Ten years of litigation came to a fruitful end in February when a unit of Community Health Systems Inc. and three hospitals in New Mexico agreed to pay $75 million to settle a False Claims Act suit.

Peters represented a whistleblower who alleged the hospitals tricked the federal government to match donations made to county governments.

In another more well known case, Peters is preparing to defend disgraced cyclist Lance Armstrong against claims by the United States Postal Service that Armstrong's doping scandal besmirched the agency's image. Peters spent his summer taking a dozen or so depositions for the trial that is expected to start in spring 2016.

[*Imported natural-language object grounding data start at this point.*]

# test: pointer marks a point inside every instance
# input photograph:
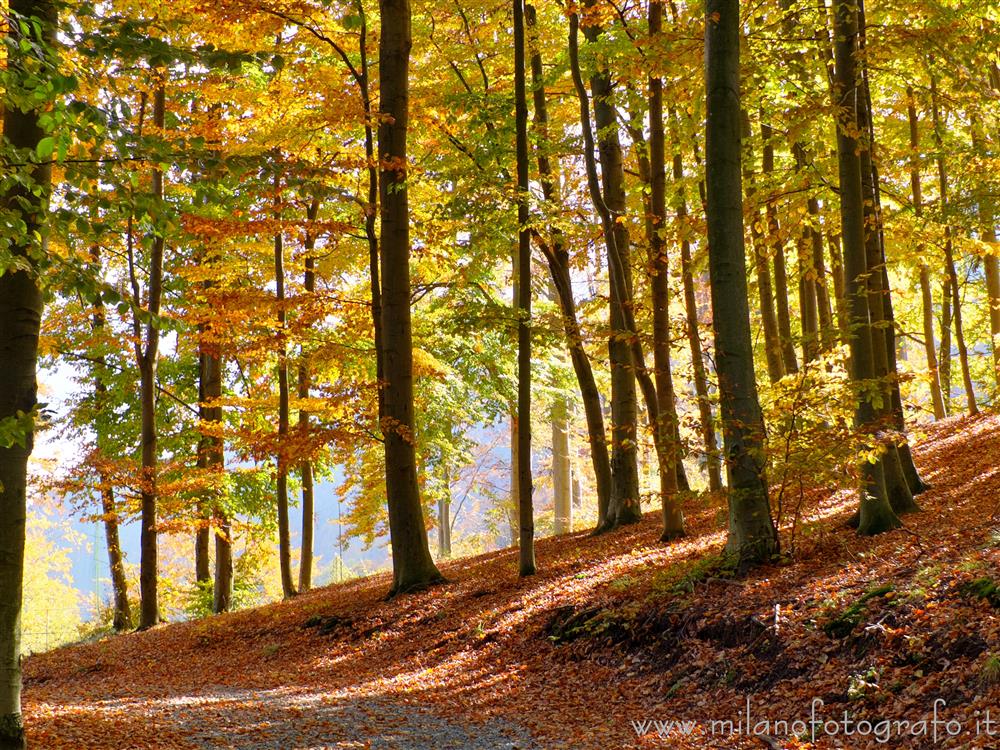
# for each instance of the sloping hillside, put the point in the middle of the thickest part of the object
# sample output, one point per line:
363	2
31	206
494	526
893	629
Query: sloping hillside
614	633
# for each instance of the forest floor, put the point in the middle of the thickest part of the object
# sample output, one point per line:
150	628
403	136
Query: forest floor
614	633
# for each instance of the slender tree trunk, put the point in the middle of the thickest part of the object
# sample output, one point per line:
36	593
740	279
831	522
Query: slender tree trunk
934	383
666	424
778	252
609	200
752	534
562	506
412	565
765	292
444	515
202	538
901	486
949	261
875	514
987	205
707	421
525	488
809	247
284	534
215	459
944	356
558	262
20	320
814	302
304	385
875	281
122	618
149	614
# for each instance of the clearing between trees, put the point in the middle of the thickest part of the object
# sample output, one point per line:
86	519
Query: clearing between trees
614	633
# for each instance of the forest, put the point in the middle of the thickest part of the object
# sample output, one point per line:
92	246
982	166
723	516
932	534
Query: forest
644	355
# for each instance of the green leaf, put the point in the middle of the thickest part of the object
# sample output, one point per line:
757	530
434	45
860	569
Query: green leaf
46	147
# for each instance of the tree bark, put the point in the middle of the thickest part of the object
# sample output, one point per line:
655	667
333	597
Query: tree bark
20	320
122	617
934	382
304	384
875	513
765	291
706	420
149	614
281	483
412	565
558	261
778	252
949	259
609	201
875	281
666	424
752	534
526	510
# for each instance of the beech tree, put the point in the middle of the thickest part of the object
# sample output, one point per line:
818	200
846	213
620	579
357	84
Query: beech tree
412	566
752	535
24	203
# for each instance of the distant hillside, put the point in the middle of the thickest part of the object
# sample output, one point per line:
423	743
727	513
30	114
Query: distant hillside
614	634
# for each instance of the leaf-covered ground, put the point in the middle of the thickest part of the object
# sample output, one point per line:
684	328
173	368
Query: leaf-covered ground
614	633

“It's a very, very ill­conceived argument,” Peters said. “The USPS had every reason to believe the sport was a cesspool for [performance ­enhancing drug] use.” Floyd Landis, a former teammate of Armstrong's who had his Tour de France victory stripped after his own doping scandal, is aiding in the case.

“Landis knows he can get up to 25 percent of whatever the government could get from Lance, and when you think about it, he's just trying to prosper from his own wrongdoing,” Peters said.

Armstrong is an unusual client ­ a polarizing celebrity reviled for his decade of doping doublespeak whose Livestrong Foundation has raised more than $400 million for cancer survivor services. Peters sees Armstrong as a competitor who realized the only way to beat his cheating competitors was to join the crowd.

“People see him and tell him what he means as a survivor,” Peters said. “I've come to really like Lance.”